After a few months she went to South India and volunteered in a small hospital in a Tibetan refugee settlement. Her father came to visit and ended up volunteering there, too.
The pattern of the next stage of Shyla’s life was set. For the next few years, she continued to travel, study Tibetan Buddhism and volunteer. She would go to the UK for a three-month stint each year while her visa was renewed and work as a nurse to earn enough money to travel and volunteer again.
‘I was then asked to help in Mongolia,’ says Shyla. ‘I lived in Ulaan Baatar for 18 months and in my mid 20s found myself the Assistant Director of a Mongolian Buddhist centre, which had a beautiful large monastery and nunnery. We set up a soup kitchen and small clinic for the homeless and a café for tourists. It was an amazing place to live.’
Sadly, this enriching period in Shyla’s life came to an unexpected close when she contracted paratyphoid and became seriously ill. She returned to Australia and after recovering, studied a Master of Palliative Care and started working as a paediatric palliative care nurse.
‘I loved those travelling and volunteering years of my life,’ reflects Shyla. ‘I learnt so much - so much more than I gave and will always be grateful to everyone who taught me over those years and allowed me to volunteer.’ She thinks for a moment. ‘It was such a great lesson in seeing health as a whole - through the lens of the whole person. While I needed to treat their injury, ailment or illness, I couldn’t do that without understanding their story. Being in a different culture I couldn’t just make assumptions of how the injury or illness emerged or how they/who would provide the care afterwards. I needed to learn to listen.’
Another thing Shyla took away from her experiences was the great kindness and compassion of the families and communities. ‘There was always a carer available and a community ready and willing to help and support. Often there was a carer sleeping under the patient’s bed on the cold floor in the hospitals, who would make them food, wash them and talk with them.’

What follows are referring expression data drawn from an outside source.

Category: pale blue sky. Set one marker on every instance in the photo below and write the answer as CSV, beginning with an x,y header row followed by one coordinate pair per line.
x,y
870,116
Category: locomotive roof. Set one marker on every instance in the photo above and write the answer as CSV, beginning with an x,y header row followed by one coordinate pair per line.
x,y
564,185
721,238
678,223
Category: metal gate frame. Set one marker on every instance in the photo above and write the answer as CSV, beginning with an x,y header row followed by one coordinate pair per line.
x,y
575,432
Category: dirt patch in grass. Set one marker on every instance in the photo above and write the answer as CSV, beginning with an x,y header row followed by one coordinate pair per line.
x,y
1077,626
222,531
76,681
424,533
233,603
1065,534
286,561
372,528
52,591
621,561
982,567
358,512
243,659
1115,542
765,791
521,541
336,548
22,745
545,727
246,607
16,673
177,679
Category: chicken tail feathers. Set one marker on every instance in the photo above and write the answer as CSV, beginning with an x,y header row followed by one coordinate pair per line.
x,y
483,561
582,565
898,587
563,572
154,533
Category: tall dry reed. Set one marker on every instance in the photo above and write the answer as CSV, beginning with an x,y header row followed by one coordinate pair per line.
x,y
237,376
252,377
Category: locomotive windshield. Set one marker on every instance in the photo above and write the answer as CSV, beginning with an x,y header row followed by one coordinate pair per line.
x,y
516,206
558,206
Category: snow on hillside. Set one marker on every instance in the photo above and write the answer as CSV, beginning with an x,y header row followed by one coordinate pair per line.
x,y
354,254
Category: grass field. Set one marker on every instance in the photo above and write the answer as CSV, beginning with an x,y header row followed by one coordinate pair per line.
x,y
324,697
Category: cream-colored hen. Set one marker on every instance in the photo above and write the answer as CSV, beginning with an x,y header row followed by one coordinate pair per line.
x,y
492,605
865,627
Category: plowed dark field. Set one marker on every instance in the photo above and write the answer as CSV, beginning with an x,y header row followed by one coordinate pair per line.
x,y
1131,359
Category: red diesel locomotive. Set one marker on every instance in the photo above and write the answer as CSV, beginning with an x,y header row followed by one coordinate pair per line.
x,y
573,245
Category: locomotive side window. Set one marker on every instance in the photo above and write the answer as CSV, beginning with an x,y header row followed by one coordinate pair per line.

Shyla went on to study a Master of Public Health, in the era when public health palliative care was emerging. In 2009, she received a scholarship to attend a palliative care study tour to South India, run by Jon Baines Tours, with Gilly Burns as tour leader. The tour ended in Kerala at the first Public Health and Palliative Care Conference. To this day, Shyla remains in contact with people across the globe that were on that tour and things have come full circle, with Shyla today being a tour leader of palliative care study tours for the same tour operator.
Shyla went on to marry Jason, an Associate Professor of Palliative and End of Life Care, with whom she is busy raising two boys, so her travelling has been reduced over the past decade. She has been the CEO of Palliative Care peak bodies (first in Queensland and now in South Australia) since 2017 and has been able to bring her learnings of advocacy, diversity and public health palliative care from those years to her role today.
Shyla led her first Jon Baines Tours study tour to Alice Springs in 2022. ‘It was lovely to see Australia in a different way, create connections with other health professionals and visit palliative care services and colleagues,’ she says.
So, what’s next in the full and busy life of Shyla Mills?
Her eyes light up at the question. ‘I’m so looking forward to returning to Nepal to lead my next palliative care tour in March next year,’ she says with a smile. ‘Learning from different cultures is amazing and such a privilege.’
We could not agree more.
Shyla is leading Palliative and End of Life Care in Nepal for Jon Baines Tours from 24 March – 4 April 2025.